Publication year - 2006
Publication title -
the journal of physiology
Language(s) - English
Resource type - Journals
SCImago Journal Rank - 1.802
H-Index - 240
eISSN - 1469-7793
pISSN - 0022-3751
DOI - 10.1113/jphysiol.2006.117069
Subject(s) - ventral tegmental area , pars compacta , substantia nigra , neuroscience , dopaminergic , dopamine , electrophysiology , neuron , tyrosine hydroxylase , biology
The ventral tegmental area (VTA) and in particular VTA dopamine (DA) neurons are postulated to play a central role in reward, motivation and drug addiction. However, most evidence implicating VTA DA neurons in these functions is based on indirect electrophysiological characterization, rather than cytochemical identification. These physiological criteria were first established in the substantia nigra pars compacta (SNc), but their validity in the VTA is uncertain.
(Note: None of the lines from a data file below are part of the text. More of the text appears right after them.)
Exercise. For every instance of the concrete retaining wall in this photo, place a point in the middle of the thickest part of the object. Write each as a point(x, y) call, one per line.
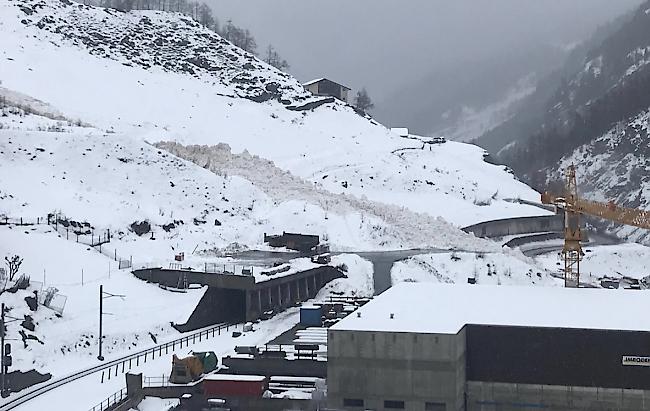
point(172, 278)
point(514, 226)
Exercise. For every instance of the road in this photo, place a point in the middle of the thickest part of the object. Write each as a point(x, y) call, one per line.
point(382, 261)
point(40, 389)
point(595, 239)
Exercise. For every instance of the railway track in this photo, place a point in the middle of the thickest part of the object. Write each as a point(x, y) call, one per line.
point(51, 385)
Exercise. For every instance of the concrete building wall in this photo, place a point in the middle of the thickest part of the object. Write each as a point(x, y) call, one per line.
point(486, 396)
point(381, 366)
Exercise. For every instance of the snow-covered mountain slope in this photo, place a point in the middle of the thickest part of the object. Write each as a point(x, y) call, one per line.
point(75, 270)
point(110, 71)
point(509, 268)
point(112, 181)
point(615, 167)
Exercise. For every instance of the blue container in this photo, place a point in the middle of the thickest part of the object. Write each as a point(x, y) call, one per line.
point(310, 316)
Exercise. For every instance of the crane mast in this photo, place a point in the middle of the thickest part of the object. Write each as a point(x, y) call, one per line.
point(574, 207)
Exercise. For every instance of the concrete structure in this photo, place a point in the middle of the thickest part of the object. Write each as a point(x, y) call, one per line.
point(293, 241)
point(325, 87)
point(520, 225)
point(238, 297)
point(423, 347)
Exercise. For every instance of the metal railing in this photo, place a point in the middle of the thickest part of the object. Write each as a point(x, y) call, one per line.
point(157, 381)
point(113, 400)
point(126, 363)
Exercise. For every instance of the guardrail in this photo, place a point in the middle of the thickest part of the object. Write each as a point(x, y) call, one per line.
point(113, 400)
point(128, 362)
point(201, 334)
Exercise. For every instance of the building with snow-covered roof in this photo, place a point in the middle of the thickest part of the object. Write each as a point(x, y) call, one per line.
point(462, 347)
point(325, 87)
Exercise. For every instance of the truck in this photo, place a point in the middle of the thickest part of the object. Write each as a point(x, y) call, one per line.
point(189, 369)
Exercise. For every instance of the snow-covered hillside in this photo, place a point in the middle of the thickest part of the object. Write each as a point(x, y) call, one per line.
point(614, 167)
point(510, 268)
point(112, 181)
point(109, 71)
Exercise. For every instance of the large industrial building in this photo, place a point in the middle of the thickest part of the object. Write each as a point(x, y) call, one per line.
point(462, 347)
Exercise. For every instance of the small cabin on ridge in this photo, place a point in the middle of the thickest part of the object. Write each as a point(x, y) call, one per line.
point(325, 87)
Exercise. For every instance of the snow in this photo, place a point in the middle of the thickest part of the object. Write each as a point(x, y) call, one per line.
point(70, 341)
point(359, 281)
point(207, 107)
point(156, 404)
point(614, 261)
point(508, 268)
point(233, 377)
point(446, 309)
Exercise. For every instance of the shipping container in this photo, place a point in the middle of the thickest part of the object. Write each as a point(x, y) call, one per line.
point(227, 385)
point(310, 316)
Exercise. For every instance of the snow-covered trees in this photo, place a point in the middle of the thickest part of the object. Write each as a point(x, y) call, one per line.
point(240, 37)
point(273, 58)
point(13, 265)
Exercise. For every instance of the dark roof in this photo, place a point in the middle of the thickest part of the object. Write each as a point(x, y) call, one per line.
point(318, 80)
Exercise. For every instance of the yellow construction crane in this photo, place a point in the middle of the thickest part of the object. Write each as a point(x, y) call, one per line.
point(573, 207)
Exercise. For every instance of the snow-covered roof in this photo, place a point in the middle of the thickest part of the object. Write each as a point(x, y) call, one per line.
point(446, 308)
point(318, 80)
point(233, 377)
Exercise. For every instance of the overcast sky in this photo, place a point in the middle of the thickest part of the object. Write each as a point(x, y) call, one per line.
point(386, 45)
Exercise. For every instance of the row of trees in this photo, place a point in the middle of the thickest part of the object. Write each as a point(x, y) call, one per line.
point(238, 36)
point(202, 13)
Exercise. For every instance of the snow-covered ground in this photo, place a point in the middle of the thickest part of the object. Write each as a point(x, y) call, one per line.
point(88, 391)
point(331, 145)
point(70, 341)
point(509, 268)
point(629, 260)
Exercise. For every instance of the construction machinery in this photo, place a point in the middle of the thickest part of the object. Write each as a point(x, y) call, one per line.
point(188, 369)
point(574, 207)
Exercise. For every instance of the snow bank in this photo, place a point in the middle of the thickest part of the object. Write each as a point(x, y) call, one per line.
point(510, 268)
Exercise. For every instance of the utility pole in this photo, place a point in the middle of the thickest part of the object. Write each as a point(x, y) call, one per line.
point(5, 355)
point(2, 353)
point(102, 296)
point(100, 357)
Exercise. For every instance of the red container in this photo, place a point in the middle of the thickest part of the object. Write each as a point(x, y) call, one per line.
point(226, 385)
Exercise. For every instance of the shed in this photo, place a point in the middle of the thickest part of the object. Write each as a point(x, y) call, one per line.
point(310, 315)
point(325, 87)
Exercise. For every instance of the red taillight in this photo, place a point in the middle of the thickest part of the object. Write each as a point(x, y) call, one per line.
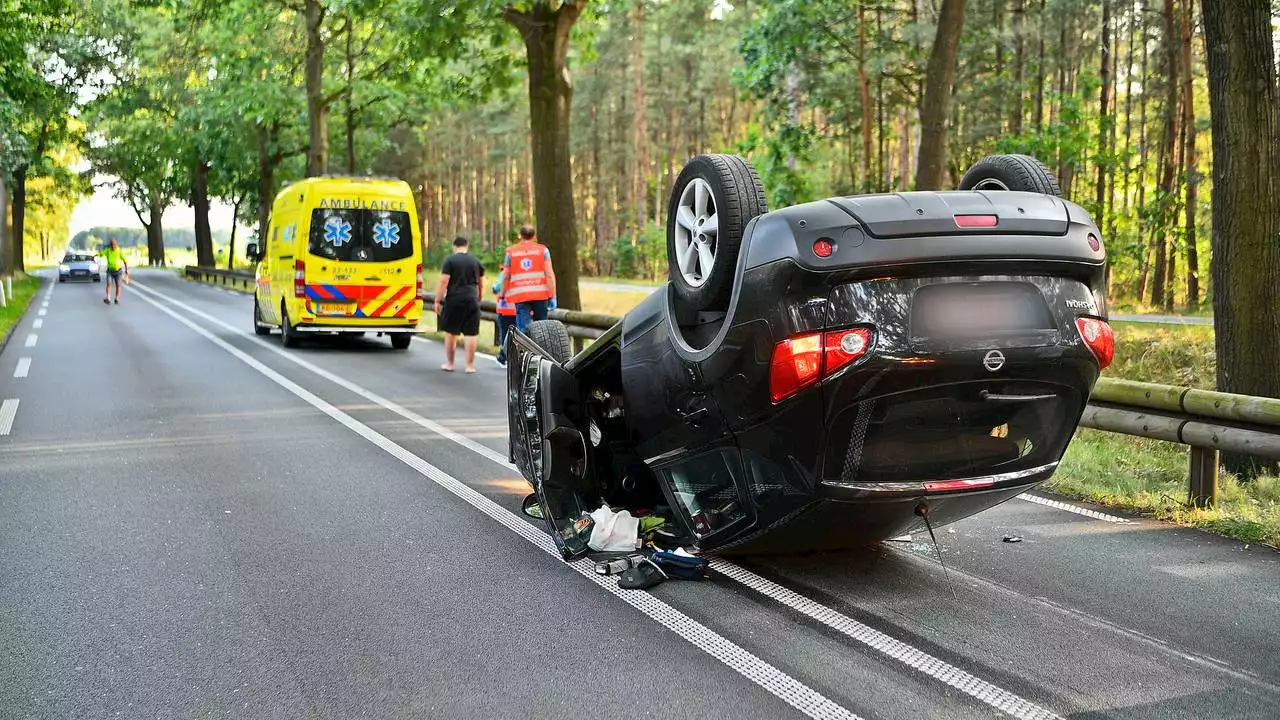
point(1100, 337)
point(842, 347)
point(976, 220)
point(944, 486)
point(803, 360)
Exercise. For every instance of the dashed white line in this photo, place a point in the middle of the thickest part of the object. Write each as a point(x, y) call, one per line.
point(1069, 507)
point(8, 411)
point(919, 660)
point(937, 669)
point(769, 678)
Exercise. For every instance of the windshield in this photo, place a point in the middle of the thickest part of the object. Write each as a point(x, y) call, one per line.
point(362, 236)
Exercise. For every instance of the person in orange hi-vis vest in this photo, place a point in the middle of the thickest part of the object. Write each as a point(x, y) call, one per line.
point(506, 319)
point(528, 278)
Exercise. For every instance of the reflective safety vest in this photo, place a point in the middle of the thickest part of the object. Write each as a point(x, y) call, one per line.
point(526, 268)
point(506, 309)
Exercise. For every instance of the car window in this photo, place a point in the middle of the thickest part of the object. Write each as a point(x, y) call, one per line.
point(361, 236)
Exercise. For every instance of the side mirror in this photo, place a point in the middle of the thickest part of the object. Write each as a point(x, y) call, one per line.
point(531, 506)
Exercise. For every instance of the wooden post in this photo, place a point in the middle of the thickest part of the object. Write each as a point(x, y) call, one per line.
point(1203, 488)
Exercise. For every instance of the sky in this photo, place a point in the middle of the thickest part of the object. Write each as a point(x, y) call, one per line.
point(104, 209)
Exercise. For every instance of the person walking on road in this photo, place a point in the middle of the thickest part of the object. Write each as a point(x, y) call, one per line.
point(460, 290)
point(115, 265)
point(528, 278)
point(506, 319)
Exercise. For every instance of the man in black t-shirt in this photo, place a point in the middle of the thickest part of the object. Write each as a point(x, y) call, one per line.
point(458, 294)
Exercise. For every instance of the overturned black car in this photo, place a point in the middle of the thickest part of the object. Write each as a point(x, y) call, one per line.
point(824, 374)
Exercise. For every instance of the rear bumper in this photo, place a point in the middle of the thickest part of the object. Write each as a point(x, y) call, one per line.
point(351, 328)
point(837, 524)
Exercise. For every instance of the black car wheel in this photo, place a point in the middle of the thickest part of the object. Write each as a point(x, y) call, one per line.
point(288, 336)
point(713, 200)
point(259, 328)
point(1020, 173)
point(552, 336)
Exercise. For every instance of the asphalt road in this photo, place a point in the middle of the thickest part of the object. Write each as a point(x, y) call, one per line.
point(197, 523)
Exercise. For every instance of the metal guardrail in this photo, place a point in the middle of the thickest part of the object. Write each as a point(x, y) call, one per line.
point(1205, 420)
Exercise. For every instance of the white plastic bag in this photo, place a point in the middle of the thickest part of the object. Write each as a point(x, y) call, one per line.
point(613, 532)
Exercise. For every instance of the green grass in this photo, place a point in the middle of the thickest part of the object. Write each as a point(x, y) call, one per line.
point(1176, 355)
point(23, 288)
point(1150, 477)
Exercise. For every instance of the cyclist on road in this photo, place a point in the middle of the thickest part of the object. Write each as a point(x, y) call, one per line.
point(115, 265)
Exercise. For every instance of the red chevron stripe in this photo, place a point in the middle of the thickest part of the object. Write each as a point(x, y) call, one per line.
point(406, 308)
point(389, 302)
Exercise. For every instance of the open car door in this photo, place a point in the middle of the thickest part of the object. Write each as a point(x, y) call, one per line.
point(545, 443)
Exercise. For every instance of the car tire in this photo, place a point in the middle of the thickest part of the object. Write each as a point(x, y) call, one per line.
point(259, 328)
point(1019, 173)
point(288, 336)
point(552, 336)
point(702, 256)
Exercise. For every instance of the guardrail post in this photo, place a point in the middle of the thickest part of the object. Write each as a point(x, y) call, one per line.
point(1203, 488)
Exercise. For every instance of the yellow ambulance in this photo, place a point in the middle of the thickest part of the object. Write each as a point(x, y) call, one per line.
point(343, 255)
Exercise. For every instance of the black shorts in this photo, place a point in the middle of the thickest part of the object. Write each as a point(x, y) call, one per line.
point(461, 318)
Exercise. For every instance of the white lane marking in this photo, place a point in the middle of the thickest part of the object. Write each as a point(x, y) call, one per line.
point(1069, 507)
point(915, 659)
point(949, 674)
point(785, 687)
point(8, 411)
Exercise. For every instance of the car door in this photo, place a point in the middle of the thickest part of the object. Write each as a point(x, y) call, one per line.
point(547, 445)
point(264, 285)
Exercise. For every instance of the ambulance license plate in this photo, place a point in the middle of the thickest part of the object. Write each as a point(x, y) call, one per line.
point(336, 308)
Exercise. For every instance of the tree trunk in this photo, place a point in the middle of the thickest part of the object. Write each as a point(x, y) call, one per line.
point(318, 106)
point(865, 86)
point(936, 104)
point(1038, 110)
point(231, 249)
point(155, 236)
point(1015, 121)
point(1104, 118)
point(639, 130)
point(200, 204)
point(1246, 259)
point(265, 183)
point(1191, 159)
point(17, 260)
point(1161, 292)
point(551, 95)
point(1128, 106)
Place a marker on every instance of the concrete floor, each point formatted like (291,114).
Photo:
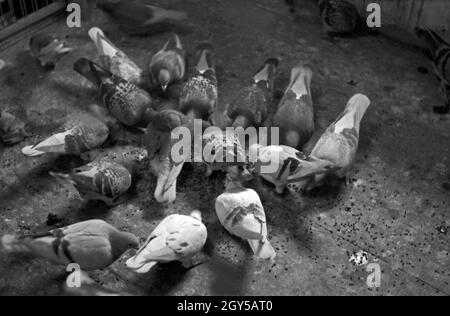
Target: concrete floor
(396,210)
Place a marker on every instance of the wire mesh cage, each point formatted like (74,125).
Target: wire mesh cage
(15,15)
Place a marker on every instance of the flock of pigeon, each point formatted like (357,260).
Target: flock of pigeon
(110,172)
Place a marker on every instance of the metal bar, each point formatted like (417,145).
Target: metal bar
(31,19)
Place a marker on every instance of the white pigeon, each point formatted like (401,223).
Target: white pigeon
(283,165)
(114,59)
(177,238)
(242,214)
(339,143)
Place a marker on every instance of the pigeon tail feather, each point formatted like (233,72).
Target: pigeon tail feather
(262,249)
(11,243)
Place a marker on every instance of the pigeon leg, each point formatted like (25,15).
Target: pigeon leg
(209,171)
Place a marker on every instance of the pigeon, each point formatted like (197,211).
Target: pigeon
(12,124)
(241,213)
(439,52)
(222,151)
(48,50)
(199,95)
(108,178)
(252,105)
(158,140)
(340,17)
(339,143)
(92,245)
(136,17)
(290,166)
(176,238)
(88,287)
(168,66)
(295,114)
(115,60)
(79,134)
(124,100)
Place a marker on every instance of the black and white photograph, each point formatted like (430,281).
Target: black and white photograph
(224,153)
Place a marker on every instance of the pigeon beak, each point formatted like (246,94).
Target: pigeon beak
(246,175)
(311,167)
(164,193)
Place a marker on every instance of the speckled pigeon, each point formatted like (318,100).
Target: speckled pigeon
(107,178)
(199,96)
(93,244)
(48,50)
(339,143)
(295,114)
(114,59)
(125,101)
(253,104)
(168,65)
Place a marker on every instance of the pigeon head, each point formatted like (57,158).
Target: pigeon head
(108,5)
(123,241)
(164,78)
(310,167)
(197,215)
(239,173)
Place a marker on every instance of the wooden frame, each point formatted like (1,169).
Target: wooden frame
(11,34)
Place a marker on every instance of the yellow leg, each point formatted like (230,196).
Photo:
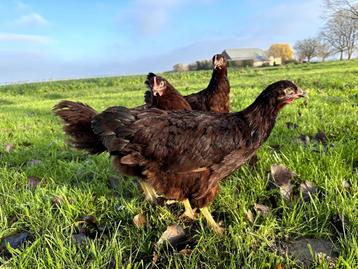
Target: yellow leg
(149,191)
(211,221)
(189,212)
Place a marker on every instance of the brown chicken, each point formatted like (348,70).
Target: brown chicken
(216,96)
(161,94)
(184,154)
(77,116)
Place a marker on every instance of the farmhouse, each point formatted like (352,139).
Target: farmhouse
(249,57)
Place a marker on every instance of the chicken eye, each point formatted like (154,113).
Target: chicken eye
(288,91)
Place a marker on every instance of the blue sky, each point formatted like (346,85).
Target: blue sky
(42,40)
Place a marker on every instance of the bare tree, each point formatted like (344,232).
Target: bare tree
(350,8)
(324,50)
(341,33)
(307,49)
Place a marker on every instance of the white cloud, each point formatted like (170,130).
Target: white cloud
(149,16)
(21,6)
(31,19)
(22,38)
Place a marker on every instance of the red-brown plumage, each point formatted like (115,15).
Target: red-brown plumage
(216,96)
(77,116)
(77,119)
(162,95)
(185,154)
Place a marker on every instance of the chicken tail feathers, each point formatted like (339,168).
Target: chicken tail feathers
(148,96)
(113,126)
(77,119)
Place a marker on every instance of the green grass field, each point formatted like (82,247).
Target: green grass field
(74,184)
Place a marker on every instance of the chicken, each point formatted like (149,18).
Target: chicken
(216,96)
(77,116)
(185,154)
(161,94)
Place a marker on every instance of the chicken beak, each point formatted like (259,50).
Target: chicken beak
(301,93)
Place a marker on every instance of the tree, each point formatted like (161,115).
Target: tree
(307,49)
(349,7)
(324,50)
(281,50)
(180,67)
(341,33)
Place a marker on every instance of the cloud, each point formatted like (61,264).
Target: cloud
(30,20)
(149,16)
(21,6)
(22,38)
In the current study we found that while 88 ± 2% of SNc neurons labelled by the neuronal marker NeuN were co‐labelled for the catecholamine enzyme tyrosine hydroxylase (TH), a much smaller percentage (55 ± 2%) of VTA neurons co‐expressed TH. In addition, using in vitro whole‐cell recordings we found that widely accepted physiological criteria for VTA DA neurons, including the hyperpolarization‐activated inwardly rectifying non‐specific cation current ( I h ), spike duration, and inhibition by DA D2 receptor agonists, do not reliably predict the DA content of VTA neurons. We could not distinguish DA neurons from other VTA neurons by size, shape, input resistance, I h size, or spontaneous firing rate. Although the absence of an I h reliably predicted that a VTA neuron was non‐dopaminergic, and I h (−) neurons differ from I h (+) neurons in firing rate, interspike interval (ISI) standard deviation, and ISI skew, no physiological property examined here is both sensitive and selective for DA neurons in the VTA. We conclude that reliable physiological criteria for VTA DA neuron identification have yet to be determined, and that the criteria currently being used are unreliable.